Es zeichnet sich aus, dass von Seiten des Architekten die Grundlagen für die Planung nicht ordentlich zusammengetragen bzw. abgefragt wurden. Hier fehlt es noch an Abstimmungen mit Ihnen und der Festlegung der „Eckpunkte“, die mit der Planung zwingend umzusetzen sind.
Allgemein ist in dem Zusammenhang fraglich, ob es sich bei der vorgelegten Planung aktuell tatsächlich um das Ergebnis des Vorentwurfes (LPH 2) oder der Entwurfsplanung (LPH 3) handelt. Ich würde eher sagen: LPH 2. Wobei nach Ihrer Schilderung der Entwurf schon in 1:100 = LPH 3 vorgelegt wurde.
FLEMING.CONSULTING.
Sachverständigenbüro für Honorare & Leistungen der Architekten und Ingenieure (HOAI)
Vergabeberater (VgV & UVgO)
Büro: 0212-23282378
Mobil: 0157-75703987
E-Mail: info@fleming-consulting.de
Web: www.fleming-consulting.de
Wenn da noch nicht mal Fenster genau eingezeichnet sind, handelt es sich garantiert nicht um einen Entwurf. Vielmehr sind Sie wohl gerade in der Phase der Umsetzung des Raumprogramms (benötigte bzw. gewünschte Flächen) in eine Raumanordnung, also mitten in de Erarbeitung der Vorplanung.

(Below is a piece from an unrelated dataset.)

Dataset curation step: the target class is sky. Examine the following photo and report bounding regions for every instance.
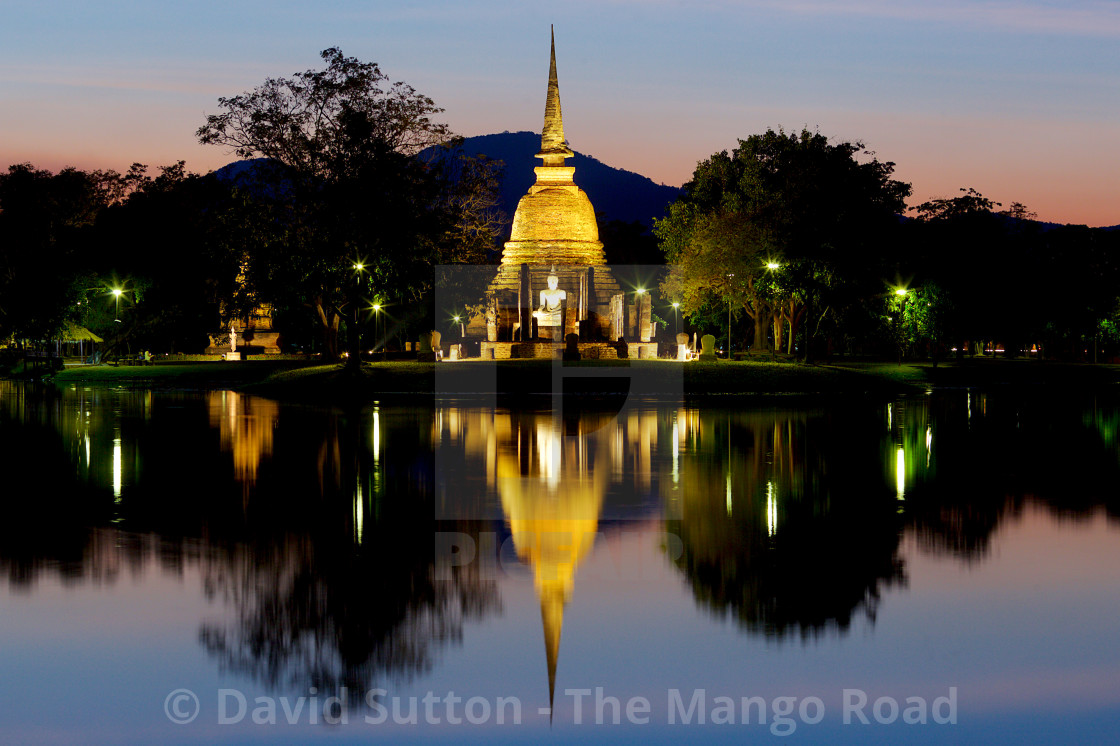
[0,0,1120,226]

Der Maßstab der Darstellung auf Papier ist dabei völlig unmaßgeblich, vor allem wenn man mit CAD arbeitet.
Wenn Sie HOAI-Grundleistungen nach Anlage 10.1 beauftragt haben (ich hoffe, Sie haben den HOAI-Text zur Hand!), verlangen Sie doch erstmal die schriftliche Zusammenfassung der Lph. 1 (Dokumentation der Ergebnisse). Dort müsste das Thema Hauswirtschaftsraum (Soll: im Gebäude) und Garage (derzeit nicht vorgesehen, d.h. das Haus muss auch ohne Garage "gut aussehen") aufgeführt sein.
Erst wenn dort alles so steht, wie Sie es gerne haben möchten, geht es weiter mit Lph. 2. In der Vorplanung sind natürlich die Vorgaben aus Lph. 1 komplett zu berücksichtigen. Sofern das nicht der Fall ist, muss der Planer nacharbeiten. Insbesondere diskutieren Sie bitte Themen wie Terrassenlage, Hausanschlussraum da wo die Sonne hin scheint (statt Aufenhaltsräumen mit Ausblick) usw. usw.
Empfehlung: informieren Sie sich, was alles zu einer Vorplanung gehört (die ebenfalls erstmal fertigzustellen, zu erläutern und zu dokumentieren ist, bevor es an die Entwurfsplanung geht) und sorgen Sie dafür, dass das alles auch geleistet wird. Die Ausarbeitung einer Entwurfsplanung macht ja auch inhaltlich erst dann Sinn, wenn die Raumanordnung grundsätzlich geklärt ist. Sie beinhaltet dann auch viel mehr konstruktive Angaben als eine Vorplanung: Entwurf heißt vollständige Konstruktion, für die dann auch eine Statik gerechnet werden kann, die nach der Ausführungsplanung nicht mehr geändert werden muss. Der Entwurf muss also sämtliche tragende Bauteile und ihre Eigenschaften darstellen, von bauphysikalischen Themen wie Wärmemanagement, Lüftung usw. einmal ganz zu schweigen.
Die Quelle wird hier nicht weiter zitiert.